Ok, let me suggest another approach: let's assume your addition takes 8 ns, and you cannot shorten it anymore (physical limit) but you need, say, an addition every 2 ns. What you need is four adders and multiplexers. First data goes to adder1 at t = 0. Second data to adder2 at t = 2, etc. Fourth data goes to adder4 at t = 6 and fifth, at t = 8, goes back to adder1 that has already delivered its result. Similarly you multiplex the outputs and get one result every 2 ns, even if each of them needs 8 ns.

825 Views
Registered: ‎01-29-2021

@avrumw Sorry for misunderstanding and thanks for correcting me. I hope I did it correct this time. I removed all other module. Just the wrapper and the weight. And I can see that the delay from s_in to I_out is approximately 14 ns. I hope that's what I wanted to know. Thanks again.

Teacher
819 Views
Registered: ‎07-09-2009

We went through all this in your other post,

The tools do not have a fixed delay for "a OR gate " or such like,

they synthesis your design to meet your timing constrains and the stop.

So there is no absolute timing, it depends upon the chip , the constraints, and the design,

The tools will take your lovely constructed design, and synthesis it,

just liki you write lovely C++ code, that the tools pump out multi threaded ASM code for the processor

as in a CPU, you can not say how long A + B will take, it depends.

Visitor
604 Views
Registered: ‎04-06-2021

You helped me a lot.

I have an example if anyone needs it.

Visitor
583 Views
Registered: ‎04-06-2021

I have attached all my work here.
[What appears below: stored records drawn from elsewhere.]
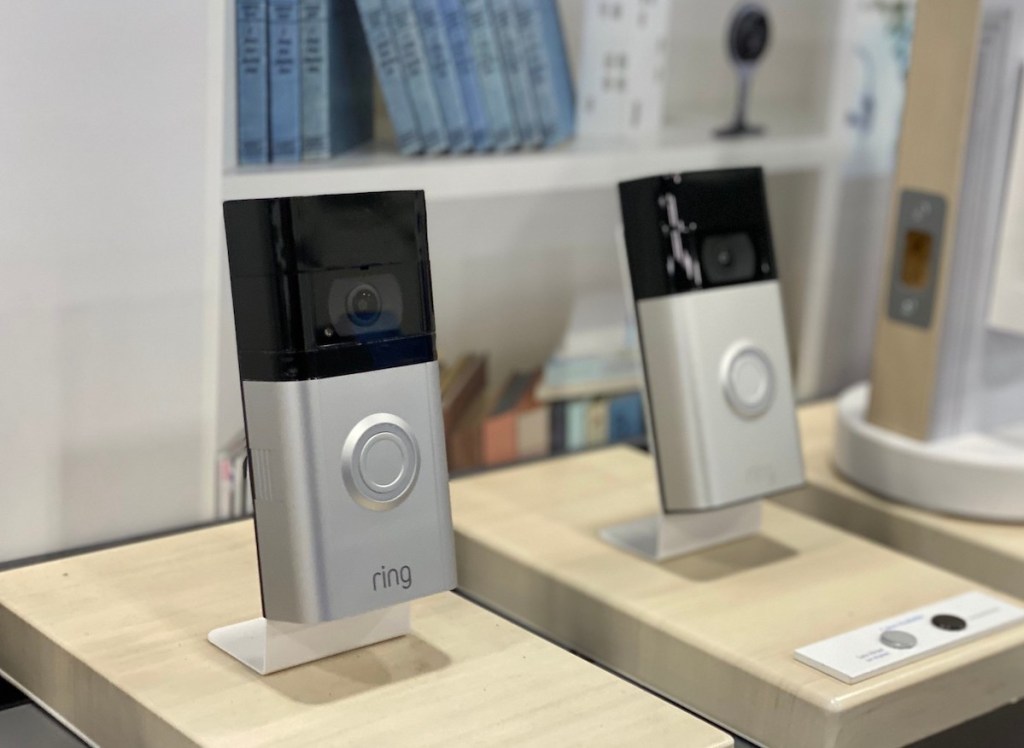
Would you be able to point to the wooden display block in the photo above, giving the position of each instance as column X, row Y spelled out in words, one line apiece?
column 990, row 552
column 716, row 631
column 115, row 643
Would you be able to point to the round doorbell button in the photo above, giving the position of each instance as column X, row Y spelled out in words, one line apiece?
column 749, row 380
column 380, row 461
column 383, row 461
column 897, row 639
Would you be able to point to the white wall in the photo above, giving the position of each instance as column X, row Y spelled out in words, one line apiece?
column 103, row 196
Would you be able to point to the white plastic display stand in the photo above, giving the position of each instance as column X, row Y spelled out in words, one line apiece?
column 267, row 647
column 976, row 475
column 659, row 537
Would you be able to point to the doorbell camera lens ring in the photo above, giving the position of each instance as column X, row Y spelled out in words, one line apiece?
column 364, row 304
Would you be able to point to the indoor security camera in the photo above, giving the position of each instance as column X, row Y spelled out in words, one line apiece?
column 748, row 41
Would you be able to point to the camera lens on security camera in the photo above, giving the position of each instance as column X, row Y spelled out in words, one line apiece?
column 364, row 305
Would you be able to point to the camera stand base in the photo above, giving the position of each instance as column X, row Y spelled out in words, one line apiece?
column 738, row 129
column 659, row 537
column 267, row 647
column 974, row 475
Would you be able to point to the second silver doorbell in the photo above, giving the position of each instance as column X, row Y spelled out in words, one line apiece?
column 720, row 407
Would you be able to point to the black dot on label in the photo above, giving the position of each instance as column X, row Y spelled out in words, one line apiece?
column 948, row 623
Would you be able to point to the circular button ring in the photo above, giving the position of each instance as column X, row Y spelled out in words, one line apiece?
column 380, row 461
column 748, row 379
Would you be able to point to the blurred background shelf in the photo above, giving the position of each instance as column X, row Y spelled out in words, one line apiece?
column 583, row 164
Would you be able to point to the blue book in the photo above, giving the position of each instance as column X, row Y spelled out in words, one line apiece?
column 337, row 79
column 469, row 79
column 441, row 65
column 626, row 417
column 549, row 71
column 253, row 102
column 419, row 82
column 315, row 78
column 497, row 99
column 384, row 52
column 286, row 89
column 511, row 44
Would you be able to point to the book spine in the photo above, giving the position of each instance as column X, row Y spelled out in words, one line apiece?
column 253, row 100
column 351, row 80
column 547, row 66
column 286, row 88
column 511, row 45
column 315, row 79
column 626, row 418
column 457, row 31
column 597, row 423
column 558, row 427
column 496, row 94
column 576, row 424
column 438, row 51
column 554, row 80
column 384, row 52
column 417, row 74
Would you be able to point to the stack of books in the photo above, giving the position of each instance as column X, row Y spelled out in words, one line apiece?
column 588, row 393
column 520, row 426
column 456, row 76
Please check and tell me if my work is missing anything.

I have set the clock period to 1ns.

Worst Negative Slack after implementation is -0.186 so I calculated the maximum delay for the whole design as 1+0.186 = 1.186 ns

Thank you

Teacher
548 Views
Registered: ‎07-09-2009

Well yes , and no

As you show, the clock is coming direct in,

is this into a chip or the module inside the chip ?

When this is synthesised into your chip,

what happens to the FDE ?  are they not in the LUTS ?
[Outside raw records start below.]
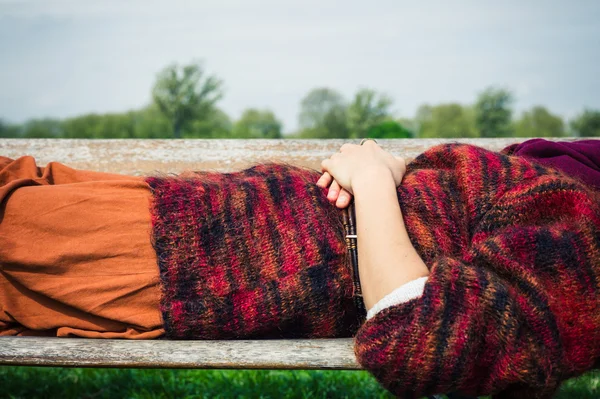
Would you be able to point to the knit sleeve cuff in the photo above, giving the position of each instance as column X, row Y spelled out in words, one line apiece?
column 404, row 293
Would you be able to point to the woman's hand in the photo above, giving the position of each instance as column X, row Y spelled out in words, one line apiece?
column 353, row 163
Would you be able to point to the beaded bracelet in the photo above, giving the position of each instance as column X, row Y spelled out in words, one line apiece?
column 349, row 221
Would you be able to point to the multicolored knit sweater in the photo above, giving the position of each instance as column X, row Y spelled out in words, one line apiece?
column 511, row 306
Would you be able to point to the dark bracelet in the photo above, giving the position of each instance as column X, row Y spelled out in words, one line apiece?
column 349, row 221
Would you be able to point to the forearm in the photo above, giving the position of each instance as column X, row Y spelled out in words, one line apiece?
column 386, row 257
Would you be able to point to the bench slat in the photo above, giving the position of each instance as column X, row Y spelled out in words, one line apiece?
column 139, row 157
column 247, row 354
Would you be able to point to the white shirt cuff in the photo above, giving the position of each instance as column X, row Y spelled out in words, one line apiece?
column 404, row 293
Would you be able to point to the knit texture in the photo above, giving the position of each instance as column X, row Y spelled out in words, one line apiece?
column 511, row 306
column 256, row 253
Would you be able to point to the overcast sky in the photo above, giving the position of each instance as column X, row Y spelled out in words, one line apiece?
column 65, row 58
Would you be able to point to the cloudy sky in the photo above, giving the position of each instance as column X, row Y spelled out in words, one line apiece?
column 64, row 58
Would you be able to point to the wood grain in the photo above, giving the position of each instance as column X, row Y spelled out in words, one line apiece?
column 255, row 354
column 142, row 157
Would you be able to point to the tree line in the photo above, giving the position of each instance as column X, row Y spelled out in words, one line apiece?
column 185, row 104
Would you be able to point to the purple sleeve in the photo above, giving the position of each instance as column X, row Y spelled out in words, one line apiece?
column 579, row 159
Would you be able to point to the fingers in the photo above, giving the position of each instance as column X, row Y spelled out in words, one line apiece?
column 334, row 191
column 343, row 199
column 347, row 146
column 325, row 180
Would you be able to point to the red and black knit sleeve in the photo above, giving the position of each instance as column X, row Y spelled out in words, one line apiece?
column 511, row 306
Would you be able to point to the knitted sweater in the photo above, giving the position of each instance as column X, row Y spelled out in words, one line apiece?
column 256, row 253
column 510, row 306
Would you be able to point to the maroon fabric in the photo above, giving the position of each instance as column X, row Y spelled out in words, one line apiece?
column 580, row 159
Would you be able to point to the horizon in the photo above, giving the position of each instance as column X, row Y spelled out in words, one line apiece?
column 64, row 58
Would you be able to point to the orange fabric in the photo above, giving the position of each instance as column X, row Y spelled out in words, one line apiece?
column 75, row 253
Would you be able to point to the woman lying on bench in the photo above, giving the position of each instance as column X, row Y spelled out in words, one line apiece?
column 478, row 272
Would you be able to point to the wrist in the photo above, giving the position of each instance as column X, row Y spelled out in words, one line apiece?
column 375, row 176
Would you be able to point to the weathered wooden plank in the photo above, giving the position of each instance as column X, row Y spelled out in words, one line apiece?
column 140, row 157
column 251, row 354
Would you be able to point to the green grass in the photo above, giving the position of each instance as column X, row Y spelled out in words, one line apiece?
column 65, row 383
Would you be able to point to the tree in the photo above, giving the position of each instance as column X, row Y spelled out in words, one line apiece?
column 8, row 130
column 42, row 128
column 493, row 113
column 539, row 122
column 587, row 124
column 367, row 110
column 256, row 123
column 184, row 94
column 323, row 115
column 216, row 125
column 445, row 120
column 150, row 123
column 389, row 129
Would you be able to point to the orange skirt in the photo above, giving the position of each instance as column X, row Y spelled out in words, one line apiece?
column 75, row 253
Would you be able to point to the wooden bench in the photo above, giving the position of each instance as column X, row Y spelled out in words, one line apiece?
column 140, row 157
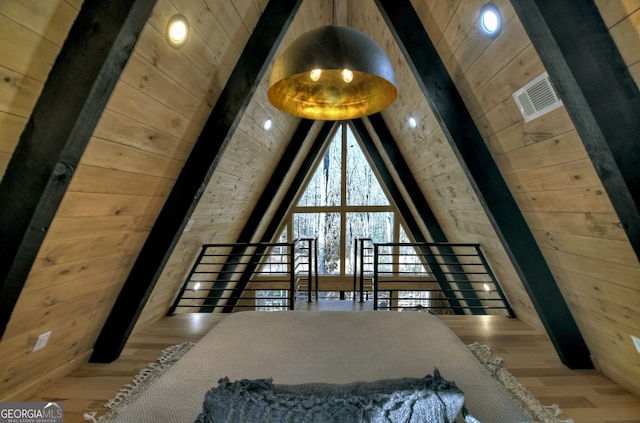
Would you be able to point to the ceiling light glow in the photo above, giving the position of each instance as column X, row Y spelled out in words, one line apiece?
column 490, row 20
column 177, row 31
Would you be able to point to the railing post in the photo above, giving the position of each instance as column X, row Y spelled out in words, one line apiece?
column 173, row 308
column 315, row 264
column 309, row 264
column 375, row 276
column 494, row 281
column 355, row 265
column 292, row 278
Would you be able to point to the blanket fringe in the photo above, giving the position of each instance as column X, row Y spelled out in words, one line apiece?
column 525, row 399
column 140, row 381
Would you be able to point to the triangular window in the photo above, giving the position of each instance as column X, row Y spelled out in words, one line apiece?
column 342, row 201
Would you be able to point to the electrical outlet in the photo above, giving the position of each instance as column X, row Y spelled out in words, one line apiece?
column 188, row 226
column 41, row 342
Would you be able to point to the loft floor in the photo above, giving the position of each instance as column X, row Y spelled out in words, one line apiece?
column 584, row 395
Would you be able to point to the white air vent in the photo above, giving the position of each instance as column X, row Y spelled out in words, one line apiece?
column 537, row 98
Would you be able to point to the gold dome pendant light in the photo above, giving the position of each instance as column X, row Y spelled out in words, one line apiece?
column 332, row 73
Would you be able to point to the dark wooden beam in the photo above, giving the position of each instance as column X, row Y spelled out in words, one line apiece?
column 598, row 92
column 193, row 180
column 77, row 89
column 403, row 208
column 486, row 180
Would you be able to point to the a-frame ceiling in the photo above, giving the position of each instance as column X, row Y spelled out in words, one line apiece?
column 601, row 98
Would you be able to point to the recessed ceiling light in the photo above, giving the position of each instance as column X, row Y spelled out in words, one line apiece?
column 490, row 20
column 177, row 31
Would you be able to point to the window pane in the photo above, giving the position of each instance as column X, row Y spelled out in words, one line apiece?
column 378, row 226
column 325, row 227
column 324, row 188
column 363, row 188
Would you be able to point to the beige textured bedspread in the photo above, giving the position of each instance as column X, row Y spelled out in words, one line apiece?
column 326, row 346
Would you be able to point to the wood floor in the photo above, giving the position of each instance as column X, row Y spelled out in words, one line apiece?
column 584, row 396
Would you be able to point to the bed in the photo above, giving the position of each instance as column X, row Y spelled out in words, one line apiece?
column 326, row 347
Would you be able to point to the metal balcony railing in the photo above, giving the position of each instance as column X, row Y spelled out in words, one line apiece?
column 439, row 277
column 258, row 276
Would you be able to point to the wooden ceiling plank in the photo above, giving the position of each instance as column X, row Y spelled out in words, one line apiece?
column 287, row 200
column 193, row 180
column 598, row 91
column 405, row 211
column 485, row 177
column 84, row 74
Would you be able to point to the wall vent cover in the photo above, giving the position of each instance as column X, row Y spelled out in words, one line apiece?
column 537, row 98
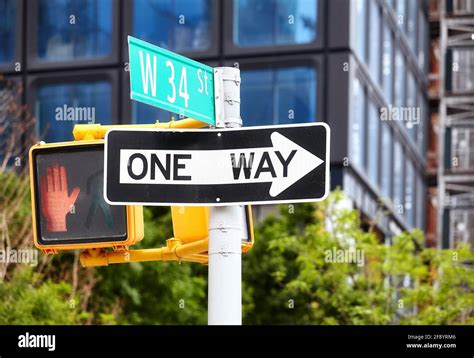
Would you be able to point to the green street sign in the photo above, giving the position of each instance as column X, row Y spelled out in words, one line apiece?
column 163, row 79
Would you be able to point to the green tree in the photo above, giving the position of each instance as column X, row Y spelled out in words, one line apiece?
column 292, row 277
column 152, row 292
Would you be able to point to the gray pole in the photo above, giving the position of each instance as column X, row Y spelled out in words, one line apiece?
column 225, row 253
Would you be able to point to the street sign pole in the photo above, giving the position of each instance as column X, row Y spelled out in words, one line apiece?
column 225, row 253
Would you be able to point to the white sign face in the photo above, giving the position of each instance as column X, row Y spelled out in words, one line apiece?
column 267, row 163
column 282, row 165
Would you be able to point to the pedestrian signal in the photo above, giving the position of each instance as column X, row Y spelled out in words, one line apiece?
column 69, row 211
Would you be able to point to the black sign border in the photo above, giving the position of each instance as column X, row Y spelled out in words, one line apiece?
column 184, row 191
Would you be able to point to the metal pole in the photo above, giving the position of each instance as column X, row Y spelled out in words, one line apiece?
column 225, row 253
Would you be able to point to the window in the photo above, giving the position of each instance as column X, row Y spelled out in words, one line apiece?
column 278, row 95
column 360, row 29
column 411, row 24
column 401, row 13
column 423, row 43
column 462, row 70
column 59, row 106
column 274, row 22
column 7, row 30
column 374, row 41
column 463, row 148
column 74, row 30
column 178, row 25
column 462, row 227
column 12, row 123
column 409, row 193
column 398, row 160
column 412, row 113
column 420, row 202
column 421, row 127
column 400, row 72
column 357, row 134
column 373, row 144
column 386, row 153
column 388, row 64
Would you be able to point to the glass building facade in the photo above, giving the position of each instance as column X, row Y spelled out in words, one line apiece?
column 75, row 56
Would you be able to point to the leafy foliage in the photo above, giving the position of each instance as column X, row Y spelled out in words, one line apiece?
column 289, row 279
column 23, row 302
This looks like pre synthesis , so the timings are an indication till you place and route.

Also you have constrained the clock at 1 GHz ( 1ns ) in a real design, this will be impssible , bu tth etool does not knwo that so synthesis will try its best ,a nd probably expand the design with paralle routes till it gives up.

Over constraining is no t away to design.

Newbie
496 Views
Registered: ‎01-23-2021

I have done the place and route and run the FA on ZedBoard with switches for the inputs and leds for the outputs. Elaborated design and Implementation schematics have not changed.

How can I find the design delay now?